Difficile d’y voir clair dans la réforme en cours du précompte mobilier. En cause : le mécanisme qui prévoit une taxe complémentaire de 4 % pour les épargnants aux revenus mobiliers dépassant 20.000 euros. Comment le fisc saura-t-il si la barre des 20.000 euros est franchie ? Grâce aux informations communiquées par les sociétés belges qui versent des dividendes et les banques qui transmettront une série de renseignements au point de contact central, logé à la Banque nationale et chargé de vérifier si les revenus mobiliers d’un contribuable dépassent ce plafond.
Ne sont toutefois pas concernés les intérêts du bon d’Etat Leterme ainsi que les revenus mobiliers précomptés à 21 % et pour lesquels le contribuable à choisi de s’acquitter de la taxe supplémentaire de 4 %. Autre exception : la première tranche d’intérêts des comptes d’épargne qui sont exonérés de précompte mobilier (1.830 euros pour 2012). Ceux-ci n’entrent pas non plus dans le calcul des revenus mobiliers pour vérifier si le contribuable franchit ce seuil de 20.000 euros en vue d’appliquer cette fameuse cotisation de 4 %. Ils ne doivent donc pas être communiqués par les banques au point de contact en question.

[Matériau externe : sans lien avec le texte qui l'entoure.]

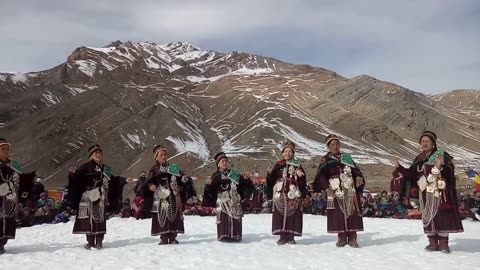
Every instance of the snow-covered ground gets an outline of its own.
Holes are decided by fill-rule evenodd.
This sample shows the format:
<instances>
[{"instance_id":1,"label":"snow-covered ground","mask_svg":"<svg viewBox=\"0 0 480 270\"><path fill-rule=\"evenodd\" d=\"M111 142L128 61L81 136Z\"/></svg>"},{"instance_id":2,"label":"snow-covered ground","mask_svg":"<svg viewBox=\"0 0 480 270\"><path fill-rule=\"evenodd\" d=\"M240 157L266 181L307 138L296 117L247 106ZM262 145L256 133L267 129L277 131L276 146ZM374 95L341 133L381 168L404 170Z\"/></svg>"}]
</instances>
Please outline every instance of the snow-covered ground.
<instances>
[{"instance_id":1,"label":"snow-covered ground","mask_svg":"<svg viewBox=\"0 0 480 270\"><path fill-rule=\"evenodd\" d=\"M418 220L364 219L361 248L335 247L326 218L304 216L297 245L277 246L271 215L247 215L241 243L216 241L215 217L185 217L180 245L159 246L150 236L151 220L113 218L103 250L85 250L84 236L72 235L73 222L17 231L1 269L479 269L480 222L464 221L465 233L451 236L452 254L423 250L426 237Z\"/></svg>"}]
</instances>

C’est du moins ce qu’on affirme du côté de l’administration fiscale. Motif ? “Les intérêts générés par le compte d’épargne ne constituent pas des revenus mobiliers pour la partie exonérée”, avance Francis Adyns, porte-parole du SPF Finances. Un argument qui ne convainc pas François Parisis, professeur de droit fiscal à l’ULg. Pour lui, l’interprétation proposée par l’administration ne tient pas la route. “Autant dire que la poire n’est pas un fruit !”, rétorque-t-il. A son sens, l’esprit même de la loi (parue au Moniteur le 30 décembre) veut que tous les revenus mobiliers donnent lieu à communication, sauf ceux expressément exclus par le nouveau texte. “Il est pour le moins étonnant, poursuit-il, de prétendre qu’aucune communication n’aura lieu lorsque les intérêts sont inférieurs à 1.830 euros alors que celle-ci devrait avoir lieu si ce seuil est franchi.” Quid aussi des comptes avec plusieurs titulaires, des comptes en indivision ou encore du rôle exact des banques lorsque le contribuable vit en ménage. Autant de situations différentes qui doivent encore être clarifiées.
Une occasion en or
Discutable sur le plan juridique, la réforme pose aussi question sur un plan plus politique. Les contribuables aisés ont évité l’impôt sur la fortune ; les moins aisés doivent voir la fiscalité du compte d’épargne inchangée. A ceci près que la communication portant sur les intérêts des livrets est nécessaire pour débusquer les “cumulards” (ceux qui multiplient les comptes d’épargne pour bénéficier plusieurs fois de son exonération). Le nouveau secrétaire d’Etat John Crombez a là une occasion en or de prouver qu’il a la ferme intention de lutter contre toutes les formes de fraude, estime François Parisis, et notamment celle au livret qui est largement répandue. Cela constituerait une excellente entrée en matière. “Au risque de se voir reprocher de sélectionner les types de fraude en fonction d’intérêts partisans”, conclut-il.